During the First World War, Meissner u. a. the Iron Cross 2nd and 1st class. The Abyssinian Crown Prince Ras Tafari - later Haile Selassie - awarded Meissner the title of Ras of Abyssinia in 1921 after Ebert had rejected this feudal award with reference to his position as chairman of a workers' party. Hitler awarded Meissner the golden party badge of the NSDAP at a memorial session of the cabinet on January 30, 1937, and Meissner was automatically a party member from this point on ( membership number 3,805,235). Meissner himself claimed in his preface to his over 600-page autobiography State Secretary under Ebert, Hindenburg, Hitler , dated May 1950 , that despite his membership of Hitler's entourage, he was “always politically independent” and “never with the NSDAP or one of its branches to have listened.

Fonts

  • The imperial constitution. The new Reichstaatsrecht for practical use. Berlin 1919.
  • The new constitutional law of the empire and its countries. Berlin 1921.
  • Outline of the constitution and administration of the Reich and Prussia together with a list of the authorities and their areas of responsibility. Berlin 1922.
  • Constitutional law of the empire and its countries. Berlin 1923.
  • Constitutional and administrative law in the Third Reich. Berlin 1935.
  • German Alsace, German Lorraine. A cross-section of history, folklore and culture. Otto Karl Stollberg Verlag, Berlin 1941.
  • Alsace and Lorraine, German land. Verlaganstalt Otto Stollberg, Berlin 1941 (324 pages).
  • State Secretary under Ebert, Hindenburg, Hitler.

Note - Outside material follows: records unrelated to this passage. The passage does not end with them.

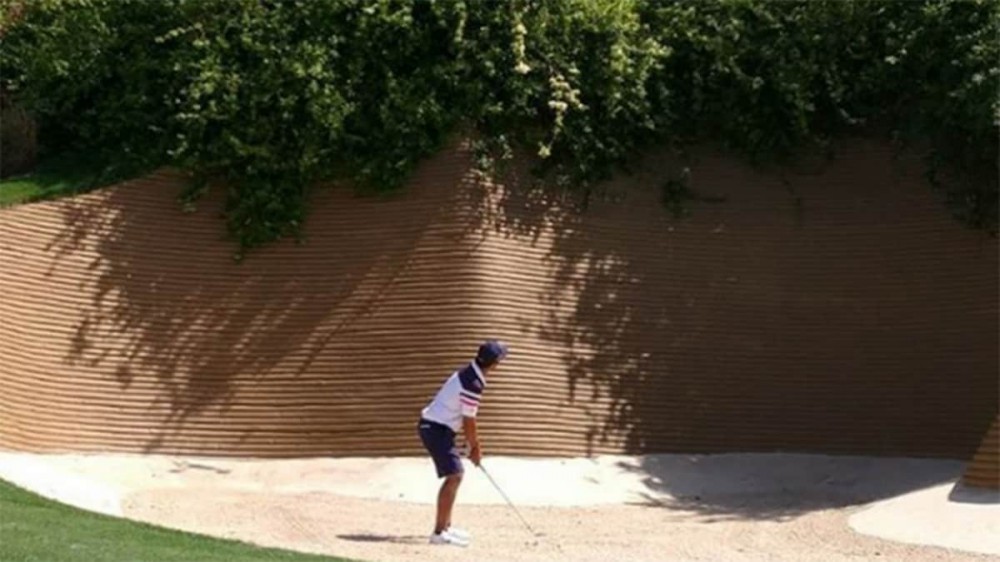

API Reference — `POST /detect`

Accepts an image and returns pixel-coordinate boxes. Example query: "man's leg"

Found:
[434,473,462,534]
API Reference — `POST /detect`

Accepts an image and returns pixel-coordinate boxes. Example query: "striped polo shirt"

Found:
[422,361,486,433]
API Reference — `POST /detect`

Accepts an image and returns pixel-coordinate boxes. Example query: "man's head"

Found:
[476,340,507,371]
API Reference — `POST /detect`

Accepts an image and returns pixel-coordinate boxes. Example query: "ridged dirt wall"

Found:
[0,141,998,458]
[964,416,1000,490]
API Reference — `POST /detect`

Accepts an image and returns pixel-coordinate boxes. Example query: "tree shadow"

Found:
[948,482,1000,505]
[337,533,427,545]
[621,454,962,522]
[484,140,1000,458]
[46,143,480,454]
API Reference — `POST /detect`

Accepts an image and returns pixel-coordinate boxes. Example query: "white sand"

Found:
[0,453,1000,562]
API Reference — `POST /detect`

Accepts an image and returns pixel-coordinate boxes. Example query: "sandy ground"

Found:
[0,454,1000,562]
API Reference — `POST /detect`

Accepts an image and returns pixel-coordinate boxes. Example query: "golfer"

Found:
[417,340,507,546]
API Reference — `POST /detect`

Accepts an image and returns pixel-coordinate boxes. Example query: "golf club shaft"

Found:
[479,463,538,537]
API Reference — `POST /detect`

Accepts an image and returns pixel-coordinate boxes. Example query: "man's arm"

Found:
[462,416,483,466]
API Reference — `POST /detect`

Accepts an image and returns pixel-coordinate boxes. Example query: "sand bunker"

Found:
[0,453,1000,562]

The fate of the German people from 1918–1945. How I experienced it. Hamburg 1950 (also Ebert, Hindenburg, Hitler. Memories of a State Secretary 1918–1945. Munich 1991).

literature

Web links

Commons : Otto Meissner  - Collection of images, videos and audio files

Individual evidence

  1. a b birth certificate
  2. Hans-Otto Meissner: Young Years in the Reich President's Palace , 1988, p. 7.
  3. ^ A b Karl-Heinz Janßen : Servant of three masters. From Ebert to Hindenburg to Hitler. The unique career of privy councilor Dr. jur. Otto Meissner. In: Die Zeit No. 38, September 14, 2000.
  4. ^ Yearbook of the Academy for German Law, 1st year 1933/34. Edited by Hans Frank. (Munich, Berlin, Leipzig: Schweitzer Verlag), p. 255.
  5. a b Minister of State Dr. Otto Meißner: The fate of Alsace and Lorraine in the course of history , in: Otto Meißner (Hrsg.): Deutsches Elsaß, deutsches Lothringen , 1941, p. 47.
  6. ^ Lothar Kettenacker : National Socialist Volkstumsppolitik in Alsace . Deutsche Verlagsanstalt, Stuttgart 1973, p. 48f.
  7. ^ Twelve o'clock sheet of November 22, 1932.
  8. ^ Wolfram Pyta: Hindenburg. Rule between Hohenzollern and Hitler. Siedler, Berlin 2007, pp. 559-561.
  9. Hans-Otto Meissner: Young Years in the Reich President's Palace , 1987, p. 417.
  10. Hans Otto Meissner: Young Years , 1988.
  11. Léon Poliakov , Joseph Wulf : The Third Reich and its servants. Arani Verlag 1956, p. 515.